Using Benchmarking to Gain Insights to Improve Operating Performance.

How do you know if your plant is a marginal performer or world-class? How do you measure success? What does “good” look like? The use of metrics can help answer these important questions.

Successful businesses compare their individual performance to defined standards. These standards might be as simple as understanding if revenues were higher than expenses in the prior month, or as complex as a patented optimization metric combining the integration of diverse business metrics.

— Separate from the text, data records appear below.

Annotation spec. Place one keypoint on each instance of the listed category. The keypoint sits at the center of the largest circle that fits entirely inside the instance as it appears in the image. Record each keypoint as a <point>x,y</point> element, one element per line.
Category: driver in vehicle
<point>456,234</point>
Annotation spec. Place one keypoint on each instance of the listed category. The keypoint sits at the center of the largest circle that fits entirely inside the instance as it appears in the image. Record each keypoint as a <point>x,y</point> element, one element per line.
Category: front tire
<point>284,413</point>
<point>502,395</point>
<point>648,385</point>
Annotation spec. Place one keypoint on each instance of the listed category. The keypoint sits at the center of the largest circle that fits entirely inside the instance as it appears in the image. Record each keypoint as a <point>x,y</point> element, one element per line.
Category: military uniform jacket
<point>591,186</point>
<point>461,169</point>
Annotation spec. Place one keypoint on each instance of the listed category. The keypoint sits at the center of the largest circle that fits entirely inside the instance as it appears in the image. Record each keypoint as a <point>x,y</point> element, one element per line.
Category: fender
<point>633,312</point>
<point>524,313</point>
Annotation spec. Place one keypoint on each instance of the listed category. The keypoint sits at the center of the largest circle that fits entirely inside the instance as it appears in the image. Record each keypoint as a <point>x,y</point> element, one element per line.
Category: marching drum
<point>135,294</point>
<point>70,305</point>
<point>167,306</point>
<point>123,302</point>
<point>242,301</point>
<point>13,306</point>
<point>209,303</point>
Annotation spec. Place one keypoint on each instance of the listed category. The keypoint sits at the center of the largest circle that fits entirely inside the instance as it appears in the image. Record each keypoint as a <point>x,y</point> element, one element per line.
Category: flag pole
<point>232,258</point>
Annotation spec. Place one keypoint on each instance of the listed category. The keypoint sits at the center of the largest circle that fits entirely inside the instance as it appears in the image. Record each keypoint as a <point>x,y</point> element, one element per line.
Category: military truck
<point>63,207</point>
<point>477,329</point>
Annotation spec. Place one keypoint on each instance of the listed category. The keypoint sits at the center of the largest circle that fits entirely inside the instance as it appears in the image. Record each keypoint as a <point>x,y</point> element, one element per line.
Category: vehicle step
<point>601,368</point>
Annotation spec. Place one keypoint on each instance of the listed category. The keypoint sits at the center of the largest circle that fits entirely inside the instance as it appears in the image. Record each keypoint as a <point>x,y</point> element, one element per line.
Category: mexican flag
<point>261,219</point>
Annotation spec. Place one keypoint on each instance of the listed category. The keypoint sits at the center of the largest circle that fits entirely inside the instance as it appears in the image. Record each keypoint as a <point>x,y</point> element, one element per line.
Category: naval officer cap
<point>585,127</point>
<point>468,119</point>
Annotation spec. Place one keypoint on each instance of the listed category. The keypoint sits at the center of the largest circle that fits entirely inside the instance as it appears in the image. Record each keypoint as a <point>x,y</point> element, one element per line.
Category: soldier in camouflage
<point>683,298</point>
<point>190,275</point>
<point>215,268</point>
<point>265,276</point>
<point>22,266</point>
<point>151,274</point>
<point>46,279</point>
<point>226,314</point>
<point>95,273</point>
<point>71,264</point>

Energy: The Single Largest Opportunity to Improve Operating Costs

The most complete answer to these questions can be found through benchmarking. Benchmarking is a snapshot in time that compares facts from an asset’s operation against a database of facts from the operation of similar assets. Sounds simple, right? The challenge in benchmarking is that the standards are always moving. For example, if you are the lowest cost provider of a service or product, someone will always be trying to innovate and replace you as the lowest-cost provider. So how does this apply to the energy business, specifically the power generation business supporting a refinery?

Even the world’s best refiners are always searching for the next area for improvement to maintain or advance their relative position in the industry. Participants in the Solomon Worldwide Fuels Refinery Performance Analysis (Fuels Study) represent 85% of the world’s refining processing capacity. This participation highlights the desire of most refiners to continually improve their processes, including energy processes, to be the best operating plant possible. Energy is the single largest category of operating costs in the refining process. Average energy use as a percentage of operating cost of refineries is 28% in the North America region, 45% in Europe, and 59% in the Asia/Pacific region. Refiners pay close attention to the cost of the fuels they use and the efficiency with which they convert fuels.

Refinery Cogen Plants Offer Chance to Improve Overall Plant Performance

An area most refiners can dig a little deeper into is the operation of their cogen and onsite high-efficiency power plants. Refiners typically construct power generation assets to meet a specific purpose. The cogen asset may be designed as a baseload supply source for most (if not all) electricity and steam used by the refinery. A cogen plant may also be designed as a ready backup supply of power and steam, operated sparingly. The design of the cogen plant can lie anywhere between the two extremes in operating roles.

The operating role for each refinery’s power cogeneration assets can change as the environment in which it operates changes. As an example: A refinery may be built near a hydroelectric dam and power plant with cheap electricity. The cogen asset is unlikely to produce power as inexpensively as the outside market can supply it and maybe running to primarily supply thermal energy (steam/hot water) to support the processing unit(s). But what happens when this same refinery finds that during an El Niño/La Niña event that water is scarce, or that the area around it has grown such that power demand now outstrips the hydroelectric supply and gas-fired plants now set the price for power? The refinery cogen was designed to be a backup supply, but now might be a lower cost option for the refinery’s electrical energy needs. The cogen in this scenario is now in a market position where it operates more like an independent power producer. The operating and maintenance strategies and costs for these examples for the same plant asset are very different. The change from one role to another can be subtle or abrupt. How can a refiner know they are investing the right amount in the right place to maintain the desired availability of the cogen plant?

Power Study Can Provide Guidance on Becoming World’s Best Operator of Refinery Cogen Plant

Participation by cogens in the Solomon Worldwide Power Generation Performance Analysis (Power Study) is an excellent way to evaluate your plant’s current performance and develop strategies for you to become the world’s best operator of a refinery cogen plant. The Power Study will evaluate the process efficiency, reliability, and operating costs of your cogen asset as an independent power plant. The study can identify and quantify the differences between your facility and the top-performing facilities worldwide in terms of production losses, thermal efficiency, and spending; it can then show you where you can improve your plant’s performance.

Started in 1997, the Power Study has the world’s largest detailed database of operating thermal power plants. It provides participants not only with tools and unique analysis techniques but the insight of Solomon’s consultants, who have an average of more than 30 years of experience in the power industry. We use our knowledge and experience to transform the data comparisons into insights which you can use to improve your plant. The Power Study typically identifies performance opportunities at an average of 1.5 million US dollars per 100 MW of installed capacity.

The consultants at Solomon will always start with data. These data are critical in finding performance improvements that will last. We have the team, the tools, and the proven processes to help you find the diamonds in your refinery’s and cogen’s data.